Reflecting on these experiences has made me question how I balance AI-driven productivity with personal and family life. I have come to understand that true productivity should not come at the cost of personal happiness or family relationships. The pursuit of perfect AI workflows and automation is increasingly feeling like a mirage rather than a reality.

Moving forward, I am committed to finding a healthier balance. I intend to keep using these powerful tools but with a more realistic understanding of their capabilities and limitations. It is about setting clearer boundaries and expectations: prioritising meaningful productivity rather than chasing an elusive ideal of effortless automation.

Confronting My Fear of Missing Out

Part of my struggle comes from a fear of missing out (FOMO), pushing me to stay ahead or at least on pace within my community. The AI boom is massively hyped, and everyone seems to be talking about and using these tools. From my social media feeds to professional circles, I see this divide: some people are completely unaware of what is happening with AI and agentic software engineering, while others are at the cutting edge. I fundamentally do not want to be left behind or become irrelevant. While I remain excited about the ongoing developments and future potential of these technologies, I recognise the need to step back and reassess their true value to me personally.

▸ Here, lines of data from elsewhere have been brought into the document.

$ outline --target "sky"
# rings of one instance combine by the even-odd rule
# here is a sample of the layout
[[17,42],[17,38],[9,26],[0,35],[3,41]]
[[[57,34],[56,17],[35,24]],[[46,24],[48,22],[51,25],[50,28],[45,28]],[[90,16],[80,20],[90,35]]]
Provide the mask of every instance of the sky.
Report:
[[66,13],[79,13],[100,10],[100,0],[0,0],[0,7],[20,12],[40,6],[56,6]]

I am not planning to stop building with AI-driven tools. In fact, you will likely see me continuing to explore and discuss them frequently. However, I will do so with a renewed focus on maintaining a healthier “AI-life balance.” Instead of pursuing an idealised vision of effortless productivity, my goal is to ensure my personal life, family time, and overall well-being remain central priorities.

This article is my honest reflection on the tension between ambition, productivity, and personal fulfilment. It is not a dismissal of AI technology but rather an acknowledgment that balancing innovation and personal well-being is essential.